Northern Lights by Philip Pullman
Update to the below post: It's Friday morning and I have woken to Narnia. Big snowfall overnight. Cake is in the oven, coffee is perking. Heaven!
At the time of writing (Thursday morning), we have been promised a lot of snow to fall in our lovely part of the UK.....since Tuesday. Because this is the UK, the promise of snow promises biblical apocalypses as we all grind to a halt, schools close, roads become blocked and the supermarkets sell out of core essentials. meanwhile our friends in the really snowy parts of the world, giggle as the snow arrives here and we have a centimetre.....not an inch, a centimetre.
Read my review of Wintering - a lovely book to read in the winter months
The snow has been promised for Scotland, the North East and North Yorkshire where I live, and has instead decided to do a swerve and coat every other part of the UK apart from us. Weather forecasters amended their predictions quickly and this morning I was looking forward to waking up to Narnia......We have had nothing! Other parts of the county have been affected, namely higher ground....where sheep and the eagles live. I appreciate I am typifying every British person everywhere talking about the weather. I love the snow and in places where it has fallen, there are some truly beautiful images. So if the snow will not come here, we will go to the snow with my review about a book which at times does feature a lot of snow. It has become a children's classic, has been made into a wonderful Sunday night BBC drama series and features on the BBC Big Read list at #3.
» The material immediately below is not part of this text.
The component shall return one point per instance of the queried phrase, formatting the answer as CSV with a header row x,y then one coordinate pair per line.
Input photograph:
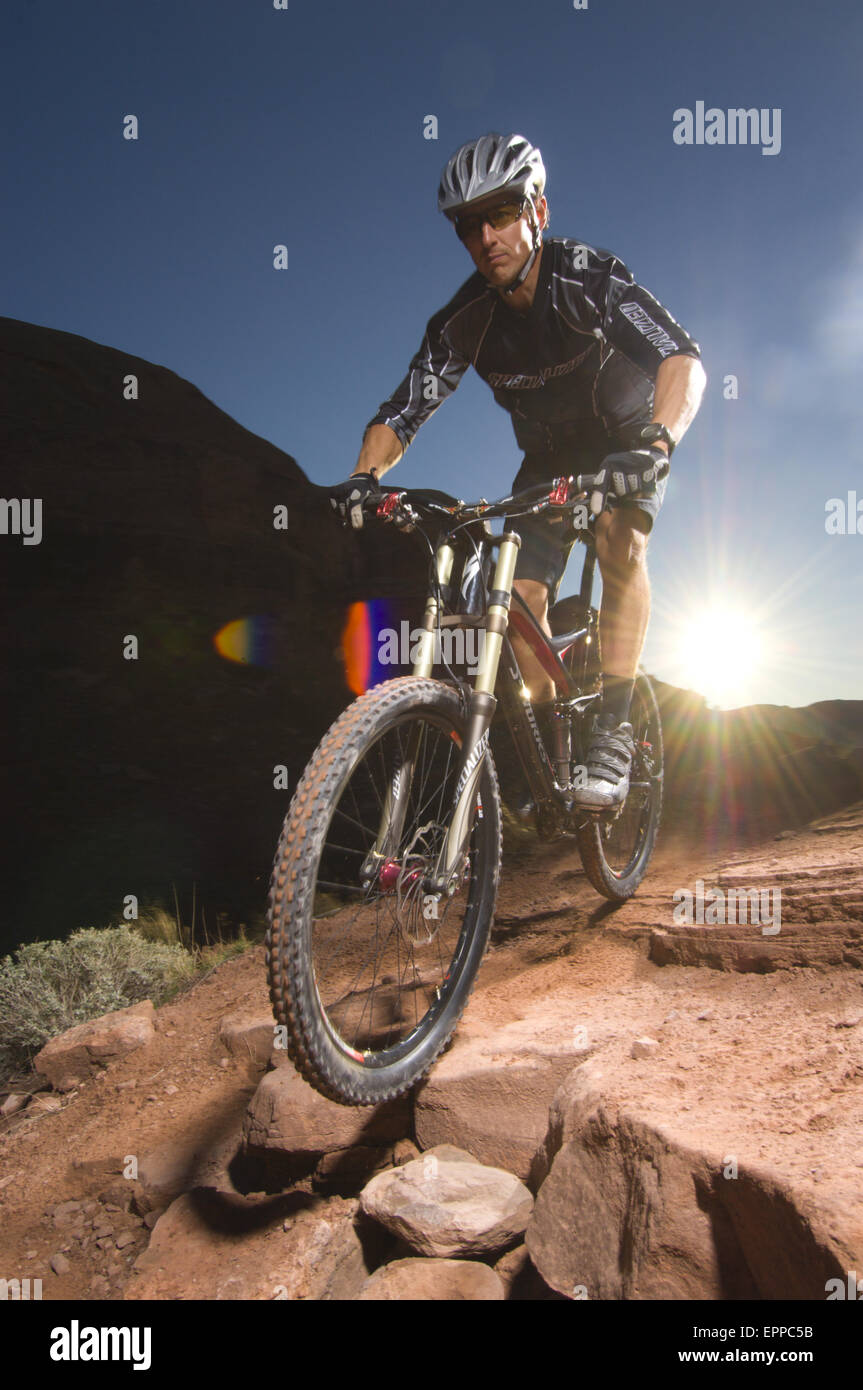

Read all about my BBC Big Read Challenge
The Plot
Lyra Belacqua and her animal daemon live half wild and carefree among the scholars of Jordan College, Oxford. Her destiny will take her to the frozen lands of the Arctic, where witch-clans reign and ice-bears fight. And the extradordinary journey that awaits her will have immeasurable consequences for beyond her own world.
My Thoughts
Northern Lights is the first volume of the critically acclaimed His Dark Materials series first published in 1995. It's astonishing to me that this was published some 28 years ago, it feels still as fresh and powerful now as it did then.
I remember reading this for the first time as a children's bookseller, and feeling that tingle, it even felt slightly Christmassy with an ending set in the far North, snowy and cold.
The world Lyra inhabits is like ours, but also not like ours. We recognise aspects of our own world, parts of the UK and the lands beyond. Instead of our Fens, we have Fens adopted by the Gyptians, boat-travellers with their own codes. It is an incredibly immersive novel.
The biggest part of the novel concerns daemons. Every person in Lyra's world has a daemon. As a child, a daemon is a shape-shifting animal of the opposite gender, who is best described as a physical manifestation of a person's consciousness. Lyra's own daemon, Pantalaimon, provides a voice to Lyra's thoughts, concerns, emotion and yet also challenges Lyra if she has not behaved with integrity. A daemon provides comfort, can act as a look out and must never be far from their person. We come to realise the importance of a person's daemon at the end of the book, and the consequences should a daemon ever be separated.
Pullman explores deeper layers in the novel concerning the influence and power of the Church and belief systems. It forms an underlying narrative for the succeeding novels. There are a number of ways to approach this novel and all are valid. Is it an adventure set in a world of snow, fighting berars and aeronauts? Yes. Is it a theological comment? Absolutely. You can choose how you wish to read this book.
A stunning first novel in an excellent series.